The 6 of Swords – along with the 6 of Cups, the 6 of Pentacles and a few other cards – is another one that has succumbed to the “Pixie make-over.” The only aspect that has survived from the original Golden Dawn material is a parenthetical afterthought: “journey by water.” I see very little of the other attributions: ” Success after anxiety and trouble” (which may in fact be waiting on the far shore here, but you wouldn’t know it by the glum attitude of the travelers, who look like they’ve been summoned to an execution), self-esteem, beauty, conceit, but sometimes modesty therewith; dominance, patience, labour, etc.” It’s almost like Smith didn’t know what to make of those so she basically ignored them (well, there is a bit of modesty, but I see quiet suffering and not patience), and Waite didn’t care. The seated couple are humble and withdrawn; I’m hard-pressed to see any self-esteem, beauty or conceit there.

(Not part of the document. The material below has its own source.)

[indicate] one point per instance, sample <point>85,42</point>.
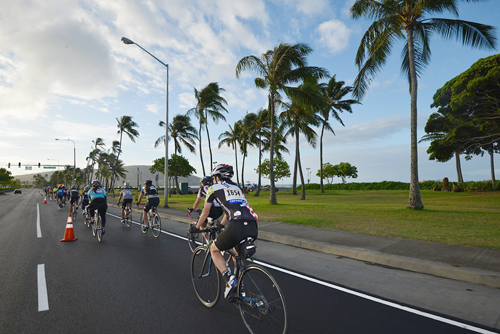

I’m much more a fan of the Thoth version of this card and Crowley’s title “Science.” It implies setting lofty intellectual goals and striving to achieve them. The sheer joy of discovery is the thing, not the destination itself. However, Crowley is careful to point out the transient nature of any implied success: “The perfect balance of all mental and moral faculties, hardly won, and almost impossible to hold in an ever-changing world.” Elsewhere, he says “the four Sixes are representative of their respective elements at their practical best,” and in the Six of Swords, “the element of success turns away from the idea of division and quarrel; it is intelligence that has won to the goal.” I can certainly read the RWS scene as reflecting a turning away from “the idea of division and quarrel,” but where is the visible satisfaction of having “won to the goal?” It looks more like relief at having escaped the headsman’s axe. On a brighter note, there does seem to be a learning experience ahead for the travelers; it may, however, be a more sobering than enlightening one.